The managerial question remains unresolved. INEOS have been deliberate in their search, which sources describe as a deliberate contrast to the rushed process that produced Amorim's appointment. Three candidates have been contacted, according to reporting from the Guardian's football desk; none of the three have publicly confirmed their interest. The club's preference, multiple officials have indicated in background conversations, is for someone with Premier League experience and a track record of developing young players—the latter a non-negotiable given the volume of academy graduates now approaching first-team consideration. Whether INEOS can attract that candidate while offering European football only in the conditional tense is the central unresolved question of the summer.

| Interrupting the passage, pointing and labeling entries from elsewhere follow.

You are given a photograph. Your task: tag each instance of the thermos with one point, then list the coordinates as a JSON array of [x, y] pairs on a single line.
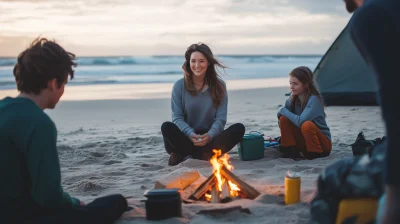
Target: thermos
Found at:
[[292, 188]]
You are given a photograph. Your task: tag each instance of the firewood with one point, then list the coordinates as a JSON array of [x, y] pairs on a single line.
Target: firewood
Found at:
[[225, 190], [246, 189], [177, 179], [204, 187], [224, 210], [215, 194]]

There is a version of this story that focuses on the goal, on the injustice, on the refereeing failure. That version is real but small. The larger story is one of a club that has spent the better part of a decade misdiagnosing its problems and therefore misprescribing its solutions. The coaching structure has changed four times since 2021. The recruitment model has been overhauled twice. The executive layer has turned over almost entirely. What has not changed is the fundamental challenge: Manchester United need to become a club that competes reliably for the top four, that develops talent rather than merely consuming it, and that plays football recognisable as a coherent philosophy rather than an expensive improvisation. That work begins now—or, more accurately, it continues, because it has barely started.

This publication's match coverage prioritised the structural context of the result over the incident itself; the BBC's live report and analysis led with the goal controversy and Carrick's quotes respectively.